Like everything in life that is worth something, traveling solo is a muscle you need to exercise to get comfortable and good at it. It was October 2016 and it had been about two years since my last solo trip to Ireland. I found myself in between jobs with 2 weeks to do absolutely nothing, a miraculous feeling! I decided on a whim to join a couple of friends on trips they had planned, bobbing in and out of their regularly scheduled programming. I decided to join some friends from Chicago on their last day of a trip to Tbilisi, Georgia and stay in town a bit longer and then head to Yerevan, Armenia. I would then hop over a few thousand miles to meet up with a San Francisco friend in Paris and then head over to Loire Valley with him.

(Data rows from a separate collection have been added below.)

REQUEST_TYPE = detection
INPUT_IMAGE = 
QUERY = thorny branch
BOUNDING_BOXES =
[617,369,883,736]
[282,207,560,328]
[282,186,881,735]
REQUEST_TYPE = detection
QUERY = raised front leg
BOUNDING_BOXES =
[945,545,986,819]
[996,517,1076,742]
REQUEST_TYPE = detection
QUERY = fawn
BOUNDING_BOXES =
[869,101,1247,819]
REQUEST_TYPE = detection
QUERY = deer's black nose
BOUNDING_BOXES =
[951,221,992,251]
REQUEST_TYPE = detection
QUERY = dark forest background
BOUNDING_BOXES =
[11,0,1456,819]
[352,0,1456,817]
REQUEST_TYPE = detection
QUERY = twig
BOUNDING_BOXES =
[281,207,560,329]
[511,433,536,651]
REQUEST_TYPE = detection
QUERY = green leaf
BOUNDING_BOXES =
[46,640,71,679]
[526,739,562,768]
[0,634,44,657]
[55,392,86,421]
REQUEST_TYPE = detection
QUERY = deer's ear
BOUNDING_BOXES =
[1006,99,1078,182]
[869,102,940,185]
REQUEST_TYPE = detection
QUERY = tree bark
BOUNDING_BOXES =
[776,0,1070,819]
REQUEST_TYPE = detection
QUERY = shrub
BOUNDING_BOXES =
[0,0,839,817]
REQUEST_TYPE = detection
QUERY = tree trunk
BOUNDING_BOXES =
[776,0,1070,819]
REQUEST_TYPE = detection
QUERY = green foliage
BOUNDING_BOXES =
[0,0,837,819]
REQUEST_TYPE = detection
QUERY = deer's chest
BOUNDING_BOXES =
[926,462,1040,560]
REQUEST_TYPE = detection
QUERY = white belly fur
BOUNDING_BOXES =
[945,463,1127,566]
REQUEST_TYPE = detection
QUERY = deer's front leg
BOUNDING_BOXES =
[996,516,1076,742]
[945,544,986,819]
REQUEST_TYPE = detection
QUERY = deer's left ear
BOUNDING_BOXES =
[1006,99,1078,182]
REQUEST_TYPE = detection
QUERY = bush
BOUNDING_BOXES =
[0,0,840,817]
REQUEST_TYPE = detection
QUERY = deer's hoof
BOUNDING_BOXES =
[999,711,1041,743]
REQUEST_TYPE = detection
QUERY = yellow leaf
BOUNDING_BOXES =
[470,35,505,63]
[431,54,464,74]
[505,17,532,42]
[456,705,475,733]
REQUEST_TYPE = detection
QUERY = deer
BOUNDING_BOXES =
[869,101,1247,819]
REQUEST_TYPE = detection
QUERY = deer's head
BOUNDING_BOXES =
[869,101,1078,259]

I was excited about my last minute travel plans but felt a flicker of doubt in my heart. I hadn’t traveled alone in a while; would I still be comfortable sitting alone in restaurants and walking the streets solo? I hadn’t been back to Eastern Europe since 2011 when I lived in Russia. Could I handle being somewhere so completely different by myself? While I never vocalized these questions to anyone (after all, I was considered an avid solo traveler by all my friends) I found myself inflicted with self-doubt as I boarded my flight to Tbilisi.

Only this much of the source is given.